The Pace dealer is historically a typical 1.5m-litre site in a rural or semi-rural location with a shop, post office, car sales, MOT bay, workshops, that doesn’t have the fuel volume to be standalone – a community-based site.

“We’ve got no pretensions to take on the majors on the high street,” explains Handley. “The economies of scale don’t work for the dealer or for us. Our aim is to be the brand of choice for the second tier of sites – those below the major oil brands. We know how slim margins are, but if you have the right cost base and the right proposition we believe we can expand our dealer network profitably.

“This is not Kuwait Petroleum. That has gone. This is a new company operating in a different environment, with different financial aims.”


- Kuwait Petroleum GB Ltd bought by Refined Holdings Ltd in October 2004 and renamed Pace Petroleum Ltd.

- Refined Holdings: a joint venture company between Malthurst – an independent owner and operator of 150 service stations in the UK; Winston Group – a UK property investment company: and The William Pears Group – one of the largest private group of companies in Britain.

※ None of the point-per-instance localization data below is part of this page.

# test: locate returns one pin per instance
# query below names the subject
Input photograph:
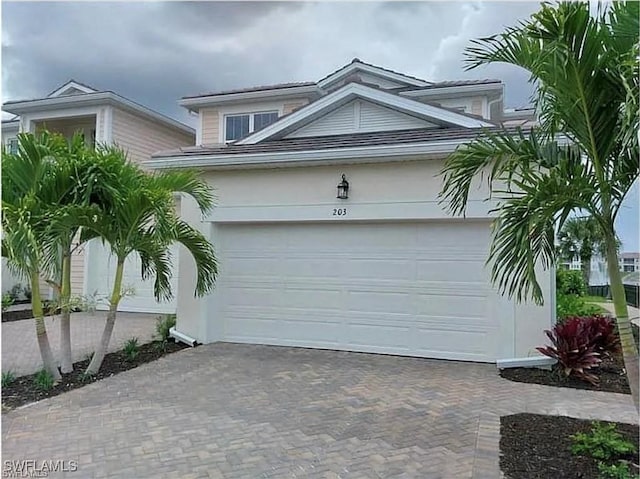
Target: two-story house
(329, 229)
(104, 117)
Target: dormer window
(239, 126)
(12, 146)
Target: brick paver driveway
(21, 355)
(242, 411)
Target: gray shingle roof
(333, 141)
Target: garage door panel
(373, 301)
(450, 271)
(410, 289)
(451, 305)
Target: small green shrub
(603, 442)
(570, 282)
(616, 471)
(7, 301)
(7, 378)
(131, 349)
(43, 380)
(573, 305)
(16, 292)
(163, 325)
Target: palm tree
(583, 157)
(29, 223)
(138, 217)
(582, 237)
(74, 183)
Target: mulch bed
(611, 373)
(23, 390)
(534, 446)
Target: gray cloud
(156, 53)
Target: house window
(12, 145)
(239, 126)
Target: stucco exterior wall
(299, 193)
(142, 137)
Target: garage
(405, 288)
(101, 266)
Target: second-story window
(238, 126)
(12, 145)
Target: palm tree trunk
(629, 349)
(48, 361)
(66, 360)
(98, 355)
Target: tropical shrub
(7, 378)
(7, 301)
(573, 348)
(568, 305)
(43, 380)
(602, 442)
(616, 471)
(570, 282)
(163, 325)
(603, 333)
(131, 349)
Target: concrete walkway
(245, 411)
(20, 352)
(634, 313)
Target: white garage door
(397, 288)
(101, 271)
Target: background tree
(138, 217)
(583, 238)
(583, 156)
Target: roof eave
(210, 100)
(361, 153)
(453, 90)
(90, 99)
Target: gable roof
(358, 65)
(69, 87)
(93, 99)
(330, 102)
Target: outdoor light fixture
(343, 188)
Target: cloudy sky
(155, 53)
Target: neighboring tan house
(379, 267)
(103, 117)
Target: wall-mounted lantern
(343, 188)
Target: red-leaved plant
(573, 348)
(604, 334)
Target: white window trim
(251, 115)
(8, 141)
(245, 109)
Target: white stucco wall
(388, 191)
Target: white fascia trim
(453, 90)
(71, 84)
(347, 70)
(356, 90)
(210, 100)
(108, 125)
(360, 153)
(91, 99)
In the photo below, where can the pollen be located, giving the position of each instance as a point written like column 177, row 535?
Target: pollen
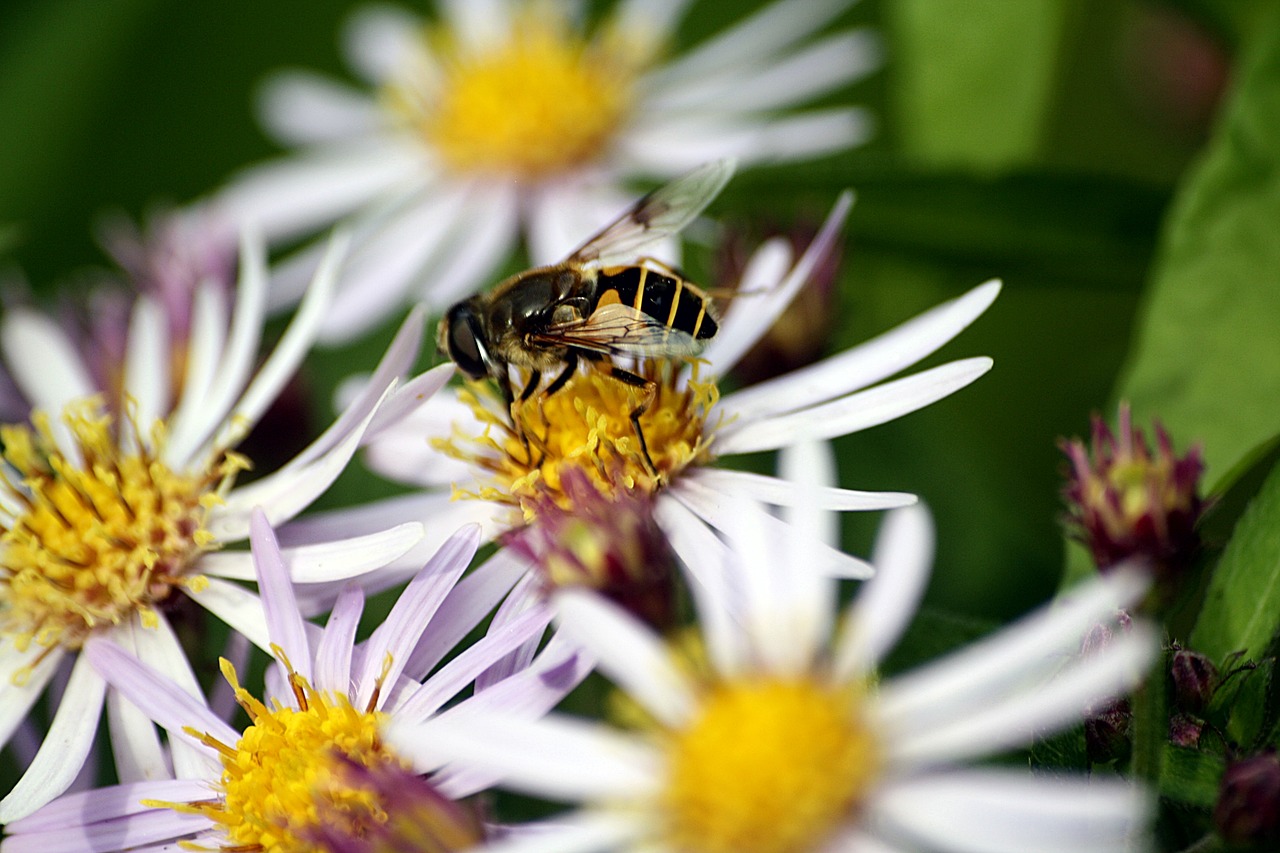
column 586, row 427
column 543, row 101
column 95, row 527
column 283, row 781
column 768, row 765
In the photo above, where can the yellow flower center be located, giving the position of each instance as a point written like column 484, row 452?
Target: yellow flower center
column 543, row 101
column 295, row 778
column 92, row 537
column 768, row 765
column 586, row 427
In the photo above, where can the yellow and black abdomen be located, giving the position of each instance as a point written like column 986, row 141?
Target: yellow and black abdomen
column 668, row 299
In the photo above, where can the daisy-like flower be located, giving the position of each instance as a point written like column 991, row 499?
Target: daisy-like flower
column 585, row 428
column 106, row 515
column 508, row 115
column 782, row 739
column 306, row 774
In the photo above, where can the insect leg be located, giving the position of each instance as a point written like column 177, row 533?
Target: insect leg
column 649, row 389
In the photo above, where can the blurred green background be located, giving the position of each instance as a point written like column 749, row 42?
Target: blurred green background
column 1040, row 141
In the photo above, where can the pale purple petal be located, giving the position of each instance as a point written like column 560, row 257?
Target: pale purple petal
column 65, row 746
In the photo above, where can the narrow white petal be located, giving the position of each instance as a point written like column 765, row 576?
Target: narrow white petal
column 65, row 746
column 1002, row 811
column 16, row 701
column 967, row 679
column 293, row 196
column 854, row 413
column 292, row 347
column 42, row 361
column 470, row 601
column 769, row 31
column 886, row 603
column 553, row 757
column 333, row 653
column 146, row 361
column 283, row 620
column 713, row 507
column 577, row 833
column 204, row 363
column 865, row 364
column 462, row 670
column 707, row 561
column 236, row 606
column 380, row 39
column 805, row 74
column 236, row 361
column 752, row 315
column 1006, row 721
column 396, row 638
column 325, row 561
column 629, row 653
column 301, row 108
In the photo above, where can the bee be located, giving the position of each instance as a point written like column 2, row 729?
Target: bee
column 606, row 300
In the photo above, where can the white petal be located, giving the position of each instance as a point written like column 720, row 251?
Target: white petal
column 301, row 108
column 886, row 603
column 333, row 653
column 553, row 757
column 1004, row 723
column 629, row 653
column 750, row 316
column 1002, row 811
column 146, row 363
column 288, row 354
column 854, row 413
column 805, row 74
column 714, row 510
column 42, row 360
column 236, row 606
column 771, row 30
column 936, row 692
column 396, row 638
column 293, row 196
column 16, row 701
column 236, row 363
column 65, row 746
column 283, row 620
column 865, row 364
column 577, row 833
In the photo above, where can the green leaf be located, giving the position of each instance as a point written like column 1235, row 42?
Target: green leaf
column 1242, row 605
column 1191, row 776
column 1205, row 356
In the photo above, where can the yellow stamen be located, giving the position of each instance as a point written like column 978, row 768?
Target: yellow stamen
column 542, row 101
column 768, row 765
column 586, row 425
column 94, row 537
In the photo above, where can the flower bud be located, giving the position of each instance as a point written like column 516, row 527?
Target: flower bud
column 1248, row 803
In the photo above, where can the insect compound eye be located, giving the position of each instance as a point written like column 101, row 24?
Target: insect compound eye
column 462, row 342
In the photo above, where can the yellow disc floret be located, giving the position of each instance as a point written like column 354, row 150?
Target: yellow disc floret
column 540, row 101
column 586, row 427
column 95, row 527
column 768, row 765
column 283, row 779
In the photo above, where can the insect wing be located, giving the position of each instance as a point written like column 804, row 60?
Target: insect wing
column 621, row 331
column 662, row 213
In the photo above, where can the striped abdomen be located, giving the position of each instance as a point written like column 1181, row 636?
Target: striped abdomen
column 668, row 299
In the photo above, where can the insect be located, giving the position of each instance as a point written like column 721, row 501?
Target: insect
column 604, row 300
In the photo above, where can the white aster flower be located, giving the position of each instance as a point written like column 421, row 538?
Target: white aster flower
column 508, row 115
column 466, row 442
column 784, row 740
column 105, row 514
column 304, row 769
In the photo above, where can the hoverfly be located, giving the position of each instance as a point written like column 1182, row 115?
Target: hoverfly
column 604, row 300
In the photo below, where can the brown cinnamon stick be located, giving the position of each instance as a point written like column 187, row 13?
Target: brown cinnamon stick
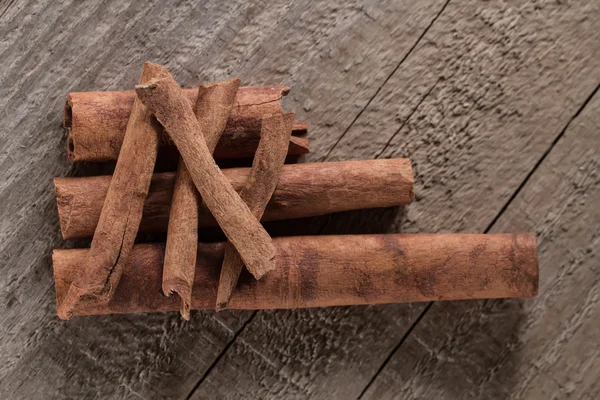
column 264, row 175
column 166, row 101
column 96, row 123
column 121, row 212
column 212, row 109
column 318, row 271
column 304, row 190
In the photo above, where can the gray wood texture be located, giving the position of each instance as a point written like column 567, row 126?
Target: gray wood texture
column 477, row 94
column 547, row 347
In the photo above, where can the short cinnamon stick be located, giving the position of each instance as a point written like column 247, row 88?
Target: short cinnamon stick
column 96, row 122
column 304, row 190
column 265, row 172
column 318, row 271
column 166, row 101
column 121, row 212
column 212, row 109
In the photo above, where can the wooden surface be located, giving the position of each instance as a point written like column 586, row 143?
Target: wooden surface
column 496, row 105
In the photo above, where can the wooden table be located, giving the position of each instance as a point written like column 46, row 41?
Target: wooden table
column 497, row 105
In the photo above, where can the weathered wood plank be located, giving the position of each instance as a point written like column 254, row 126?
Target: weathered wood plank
column 535, row 349
column 334, row 54
column 484, row 94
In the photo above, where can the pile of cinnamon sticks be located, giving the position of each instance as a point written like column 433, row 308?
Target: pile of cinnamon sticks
column 223, row 120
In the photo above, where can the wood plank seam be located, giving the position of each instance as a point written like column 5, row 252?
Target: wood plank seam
column 434, row 19
column 487, row 229
column 221, row 354
column 408, row 53
column 233, row 339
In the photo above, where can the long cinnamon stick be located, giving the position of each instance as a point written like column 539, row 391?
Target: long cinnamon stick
column 164, row 99
column 212, row 109
column 318, row 271
column 96, row 122
column 122, row 210
column 304, row 190
column 264, row 175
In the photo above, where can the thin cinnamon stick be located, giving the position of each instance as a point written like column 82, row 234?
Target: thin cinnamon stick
column 96, row 122
column 304, row 190
column 121, row 212
column 212, row 109
column 164, row 99
column 264, row 175
column 318, row 271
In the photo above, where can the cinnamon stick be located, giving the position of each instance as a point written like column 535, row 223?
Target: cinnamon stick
column 212, row 109
column 318, row 271
column 166, row 101
column 121, row 212
column 96, row 122
column 264, row 175
column 304, row 190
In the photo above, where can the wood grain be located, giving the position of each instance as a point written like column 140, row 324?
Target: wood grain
column 303, row 190
column 319, row 271
column 542, row 347
column 457, row 105
column 512, row 75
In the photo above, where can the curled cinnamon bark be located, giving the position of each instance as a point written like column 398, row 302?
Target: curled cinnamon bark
column 268, row 162
column 96, row 122
column 212, row 109
column 304, row 190
column 122, row 209
column 165, row 100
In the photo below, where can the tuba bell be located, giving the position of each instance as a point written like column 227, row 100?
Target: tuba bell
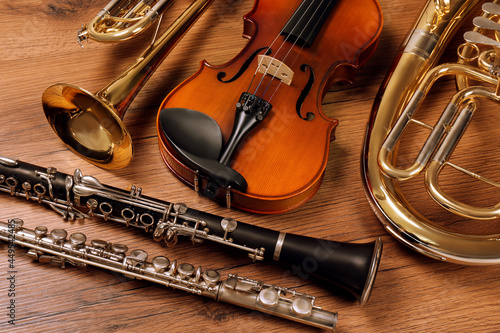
column 401, row 95
column 91, row 124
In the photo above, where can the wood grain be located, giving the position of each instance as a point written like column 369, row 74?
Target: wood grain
column 412, row 292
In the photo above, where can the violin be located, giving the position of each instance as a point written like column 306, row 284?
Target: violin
column 251, row 133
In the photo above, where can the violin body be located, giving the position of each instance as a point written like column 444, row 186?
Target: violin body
column 283, row 159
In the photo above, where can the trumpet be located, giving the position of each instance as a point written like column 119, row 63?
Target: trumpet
column 91, row 124
column 401, row 96
column 56, row 247
column 122, row 19
column 350, row 266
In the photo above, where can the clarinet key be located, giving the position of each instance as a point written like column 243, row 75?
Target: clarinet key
column 58, row 236
column 99, row 244
column 160, row 264
column 40, row 231
column 77, row 240
column 302, row 306
column 137, row 257
column 185, row 270
column 119, row 249
column 211, row 277
column 269, row 297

- Pace Petroleum employs 250 staff (excl service station personnel) at headoffice in Staines, Middlesex.

- COCO network of 130 sites, including the recently announced 60 Texaco service station package.

- DODO network of 180 Q8-branded sites, plus 30 Pace-branded sites.

- A regionally-based distributor business of 400m litres selling out of 11 depots in the Midlands, South East, South West and East Anglia to domestic, farming and small industrial customers.

- Total company sales of 1.1bn litres per annum, and a retail motor fuels market share of circa 1.8%.

- Lubricant sales of 800,000 litres pa across all trade channels, include a marketing tie-in with Mobil Lubricants for dealers.

- COCO shop sales of £60m including 22 Budgens, 10 Spar partnerships and a distribution arrangement with P&H McLane.

- Account card: LIQUIDCARD. Turnover £20m pa across COCO and DODO networks; 5,500 customers and 15,000 active cards.